At the Racine Law Office we recognize that not ever person's circumstances are the same. We have assisted numerous estate planning clients in creating their own personalized estate plans and in doing so have seen just about every situation that could arise that needs to be addressed. This includes completing estate plans for individuals and couples who own small businesses.

The needs of an individual or couple who own a small business are going to be much different than a person who does not have a business to consider. This is because their business will be unique, the way they have it set up and structured is unique, and the individuals involved in that business are also unique and will have different needs. While there are no two scenarios that are identical, there are several basic principles involved in estate planning that apply to everyone, even an individual or couple who own and operate a small business.

The Idaho estate planning attorneys on our team at the Racine law office have assisted clients for over 70 years in preparing estate plans that are customized to their own unique needs. This includes assisting owners of small businesses who own and operate farms, ranches, retail stores, service-oriented businesses, and so forth. Through our experience, we have gained the knowledge and skills necessary to help individuals and couples like you with your particular situation too. Our team consists of partners Randy Budge and Lane Erickson and attorneys Nate Palmer and Dave Bagley.

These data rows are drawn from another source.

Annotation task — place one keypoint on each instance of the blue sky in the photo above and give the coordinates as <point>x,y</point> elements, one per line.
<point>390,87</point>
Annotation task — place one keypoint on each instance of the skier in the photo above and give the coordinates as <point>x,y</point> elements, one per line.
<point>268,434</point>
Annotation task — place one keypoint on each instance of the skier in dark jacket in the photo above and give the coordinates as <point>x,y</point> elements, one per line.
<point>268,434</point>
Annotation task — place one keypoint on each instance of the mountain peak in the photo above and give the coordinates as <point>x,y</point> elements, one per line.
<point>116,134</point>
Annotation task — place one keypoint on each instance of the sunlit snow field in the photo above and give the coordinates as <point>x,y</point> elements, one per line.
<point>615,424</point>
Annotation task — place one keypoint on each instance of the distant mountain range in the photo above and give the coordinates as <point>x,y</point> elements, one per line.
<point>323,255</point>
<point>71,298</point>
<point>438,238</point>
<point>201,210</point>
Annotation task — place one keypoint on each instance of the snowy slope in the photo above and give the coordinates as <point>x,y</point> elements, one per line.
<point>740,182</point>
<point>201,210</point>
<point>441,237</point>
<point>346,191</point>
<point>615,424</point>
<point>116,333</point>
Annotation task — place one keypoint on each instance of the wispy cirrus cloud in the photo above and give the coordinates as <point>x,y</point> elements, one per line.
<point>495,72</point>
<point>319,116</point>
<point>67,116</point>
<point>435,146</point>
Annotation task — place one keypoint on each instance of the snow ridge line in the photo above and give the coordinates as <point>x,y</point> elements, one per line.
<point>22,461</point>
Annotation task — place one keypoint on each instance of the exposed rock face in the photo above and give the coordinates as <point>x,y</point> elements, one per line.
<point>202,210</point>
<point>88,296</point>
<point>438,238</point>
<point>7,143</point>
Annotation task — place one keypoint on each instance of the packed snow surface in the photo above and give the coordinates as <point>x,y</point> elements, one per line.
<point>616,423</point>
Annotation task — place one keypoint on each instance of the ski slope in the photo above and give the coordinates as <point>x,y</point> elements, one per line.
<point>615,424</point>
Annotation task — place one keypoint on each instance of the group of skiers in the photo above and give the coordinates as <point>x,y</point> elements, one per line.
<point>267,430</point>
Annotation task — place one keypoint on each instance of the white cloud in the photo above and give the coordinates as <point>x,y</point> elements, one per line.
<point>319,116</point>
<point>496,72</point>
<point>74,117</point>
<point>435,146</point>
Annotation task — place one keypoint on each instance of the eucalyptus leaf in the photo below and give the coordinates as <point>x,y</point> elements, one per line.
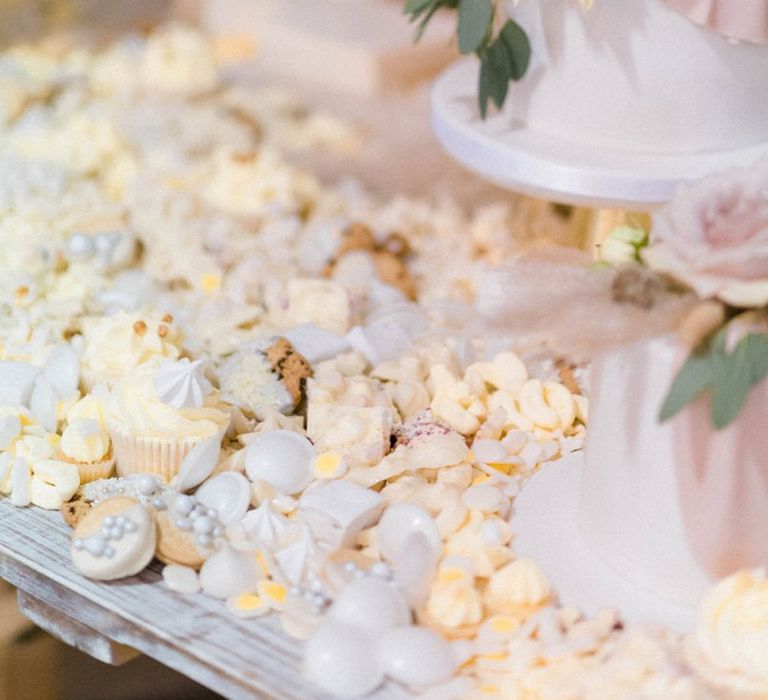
<point>518,48</point>
<point>735,375</point>
<point>475,20</point>
<point>696,375</point>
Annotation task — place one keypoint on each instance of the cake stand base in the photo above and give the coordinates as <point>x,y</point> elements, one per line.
<point>546,529</point>
<point>563,171</point>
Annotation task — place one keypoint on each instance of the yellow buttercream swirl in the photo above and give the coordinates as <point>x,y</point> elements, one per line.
<point>115,344</point>
<point>732,632</point>
<point>135,407</point>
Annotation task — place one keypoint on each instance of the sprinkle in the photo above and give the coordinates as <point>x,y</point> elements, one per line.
<point>273,592</point>
<point>504,624</point>
<point>329,465</point>
<point>210,282</point>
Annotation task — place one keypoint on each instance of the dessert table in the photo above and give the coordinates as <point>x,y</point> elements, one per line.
<point>115,622</point>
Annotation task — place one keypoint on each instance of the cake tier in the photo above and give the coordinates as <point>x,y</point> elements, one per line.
<point>635,75</point>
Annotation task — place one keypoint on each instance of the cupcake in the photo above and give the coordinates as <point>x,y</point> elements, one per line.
<point>85,441</point>
<point>263,379</point>
<point>114,345</point>
<point>158,412</point>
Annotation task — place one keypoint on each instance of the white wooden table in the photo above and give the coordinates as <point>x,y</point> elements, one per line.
<point>114,622</point>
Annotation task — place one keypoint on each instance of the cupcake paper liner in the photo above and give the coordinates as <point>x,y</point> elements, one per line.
<point>148,455</point>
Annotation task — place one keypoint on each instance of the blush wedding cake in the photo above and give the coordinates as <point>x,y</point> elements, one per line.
<point>644,75</point>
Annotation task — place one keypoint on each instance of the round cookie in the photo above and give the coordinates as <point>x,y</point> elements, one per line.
<point>174,545</point>
<point>115,539</point>
<point>74,511</point>
<point>290,365</point>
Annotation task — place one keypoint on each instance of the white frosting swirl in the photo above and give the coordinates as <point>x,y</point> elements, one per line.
<point>134,406</point>
<point>182,384</point>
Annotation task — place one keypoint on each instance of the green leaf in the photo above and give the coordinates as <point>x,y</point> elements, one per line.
<point>735,376</point>
<point>416,7</point>
<point>475,18</point>
<point>497,55</point>
<point>517,47</point>
<point>696,375</point>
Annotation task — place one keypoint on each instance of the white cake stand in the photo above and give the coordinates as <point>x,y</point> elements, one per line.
<point>546,529</point>
<point>562,171</point>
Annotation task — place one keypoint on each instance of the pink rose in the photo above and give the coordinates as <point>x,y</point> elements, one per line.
<point>713,237</point>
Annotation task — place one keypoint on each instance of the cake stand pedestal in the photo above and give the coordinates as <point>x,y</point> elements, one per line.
<point>569,172</point>
<point>607,182</point>
<point>546,529</point>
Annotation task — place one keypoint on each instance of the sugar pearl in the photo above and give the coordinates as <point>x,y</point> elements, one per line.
<point>184,504</point>
<point>203,525</point>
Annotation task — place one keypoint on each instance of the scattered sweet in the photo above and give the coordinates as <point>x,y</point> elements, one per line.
<point>114,540</point>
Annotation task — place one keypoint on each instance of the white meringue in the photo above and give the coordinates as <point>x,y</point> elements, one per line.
<point>182,384</point>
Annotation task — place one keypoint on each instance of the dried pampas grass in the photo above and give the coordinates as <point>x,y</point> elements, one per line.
<point>559,300</point>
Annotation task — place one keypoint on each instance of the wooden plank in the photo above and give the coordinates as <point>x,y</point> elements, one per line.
<point>191,634</point>
<point>74,633</point>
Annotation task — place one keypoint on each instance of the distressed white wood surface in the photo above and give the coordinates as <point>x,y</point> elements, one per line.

If you are an individual or couple that owns a small business, and you have been considering getting your own estate planning done, we are confident that we can help you. To get you started here are three specific things that you should do or consider when it comes to your own small business and your estate planning.

Review the Corporation or Partnership Documents

The first of most important thing that you should start with is to review the corporate or partnership documentation associated with your business. It really doesn't matter whether your business is a corporation or a partnership. Every business entity has documents that exist that control the operation of the business. This is true even if you have not created written documents of your own.

An Idaho a small business owner is given the opportunity to create their own written corporate or partnership documents. However, if the owner of a business fails to do this the statutes in Idaho create a default document through the statutes themselves. It is far better for a business owner to create their own written documents than to rely on the defaults set up by the state of Idaho. Doing so gives you much more freedom and the ability to make specific decisions about what occurs to your business if certain events occur.

Since we are talking about estate planning, your written corporate documents for instance should have language in them that talks about what happens if you or another business owner or partner passes away. Most individuals have not contemplated being in business with their partner's surviving spouse or children. Additionally, if your partner or other business owner decides to sell their interest in the business you probably did not contemplate being in business with a stranger. The corporate documentation you can prepare should provide limitations and control over what happens to a person's ownership interest in the business not only if they die, but also if they become divorced, bankrupt, disabled, or simply decide that they want to get out of the business and sell their share. So as a starting point simply reading the corporate or partnership documents that exist is the starting place that should give you an idea of any limitations that may exist when it comes to your own ownership in your small business and how your estate planning affects your ownership.

How a Living Trust Can Help

The second thing that you should understand is that a living trust could be a wonderful estate planning tool for your business to continue without actually providing or naming a successive owner to the business. The way it works is this, you would transfer your ownership interest in the business into a living trust while you are alive. You will then have the ability to name a trustee who will be responsible to continue to operate that business. The first trustee will most likely be you in the beginning, but if you pass away or simply become unable to continue to operate the business, you can name a successor trustee who will then step into your shoes and take over the responsibilities of operating the business.

By using a living trust, you can continue to have the business operate for many decades into the future. This would give you the ability to pass the benefit of the operation of the small business on to your family members down through several generations if you choose. Your living trust will also ultimately make a decision about who either the business or its assets will be distributed to when the trust comes to an end. By doing this, your death does not automatically become a triggering mechanism that would require the business to either be shut down or sold. Rather, using a living trust gives you several more options about how your business can continue on into the future if you want it to.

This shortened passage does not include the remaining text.